Question: A patient presents with acute otitis media of the left ear and an unspecified allergic reaction, but I can't decide if I should code this as allergic otitis media. How should I go about coding this patient's presenting conditions?

Louisiana Subscriber

Answer: In a previous issue of Otolaryngology Coding Alert (v19n10), you saw an example where ICD-10 instructs you to combine diagnoses into a single code despite a conclusive link between asthma and allergic rhinitis. Going by that example, a coder might think that the same rule might apply for this scenario. There is even a code which, on the surface, might fit the documented diagnoses perfectly. However, the code in consideration, H65.112 (Acute and subacute allergic otitis media (mucoid) (sanguinous) (serous), left ear), is ultimately incorrect.
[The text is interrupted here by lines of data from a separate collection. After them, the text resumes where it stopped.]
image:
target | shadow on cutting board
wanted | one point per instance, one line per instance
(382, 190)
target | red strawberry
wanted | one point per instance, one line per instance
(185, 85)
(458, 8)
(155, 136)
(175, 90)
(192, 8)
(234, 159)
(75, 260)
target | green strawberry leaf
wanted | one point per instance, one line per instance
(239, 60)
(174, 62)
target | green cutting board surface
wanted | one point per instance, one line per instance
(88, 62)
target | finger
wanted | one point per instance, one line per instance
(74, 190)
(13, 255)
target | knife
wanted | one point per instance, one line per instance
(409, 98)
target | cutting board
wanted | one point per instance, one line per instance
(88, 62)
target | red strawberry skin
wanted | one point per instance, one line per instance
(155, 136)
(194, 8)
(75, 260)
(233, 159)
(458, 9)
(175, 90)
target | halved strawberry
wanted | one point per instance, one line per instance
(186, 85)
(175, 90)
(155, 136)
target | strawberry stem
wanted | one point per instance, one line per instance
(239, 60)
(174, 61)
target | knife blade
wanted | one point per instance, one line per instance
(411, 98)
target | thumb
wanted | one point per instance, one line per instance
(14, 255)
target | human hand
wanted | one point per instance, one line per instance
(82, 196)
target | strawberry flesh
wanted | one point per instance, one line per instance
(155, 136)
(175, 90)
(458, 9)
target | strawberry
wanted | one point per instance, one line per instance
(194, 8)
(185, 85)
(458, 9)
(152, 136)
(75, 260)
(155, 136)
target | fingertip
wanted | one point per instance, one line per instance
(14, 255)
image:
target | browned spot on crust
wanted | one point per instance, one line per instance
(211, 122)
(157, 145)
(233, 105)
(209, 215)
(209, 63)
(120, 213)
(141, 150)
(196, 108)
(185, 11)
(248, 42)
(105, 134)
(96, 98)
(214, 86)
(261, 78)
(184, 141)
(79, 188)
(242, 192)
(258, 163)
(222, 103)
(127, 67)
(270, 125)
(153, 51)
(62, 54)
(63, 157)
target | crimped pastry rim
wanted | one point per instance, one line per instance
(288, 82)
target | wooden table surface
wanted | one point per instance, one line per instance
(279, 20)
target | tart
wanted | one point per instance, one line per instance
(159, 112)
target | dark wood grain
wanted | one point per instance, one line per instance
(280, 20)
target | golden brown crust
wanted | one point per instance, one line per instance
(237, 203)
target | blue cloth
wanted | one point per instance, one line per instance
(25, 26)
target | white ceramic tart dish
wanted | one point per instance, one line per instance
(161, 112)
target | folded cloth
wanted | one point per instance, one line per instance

When determining the code in the previous example, the ICD-10 index takes you from Rhinitis ⇒ allergic ⇒ with asthma. In this example, if you're looking for a combination diagnosis code, your only option is to go from Otitis (acute) ⇒ media (hemorrhagic) (staphylococcal) (streptococcal) ⇒ acute, subacute ⇒ allergic. The difference here is that you are identifying the acute otitis media to be of an allergic origin, which would be making a fundamentally incorrect assumption. If, on the other hand, there were an option in the ICD-10 index stating acute otitis media "with" allergies, then you would be correct in pursuing the combination code.

In its current state, the patient's presenting diagnoses should be coded as H66.92 (Otitis media, unspecified, left ear) and T78.40XA (Allergy, unspecified, initial encounter). Remember to only code allergic reactions with the T78.40X- code. If the patient presents with allergies without any other specification, you should code to the signs and symptoms until the provider or nurse practitioner performs an allergy test.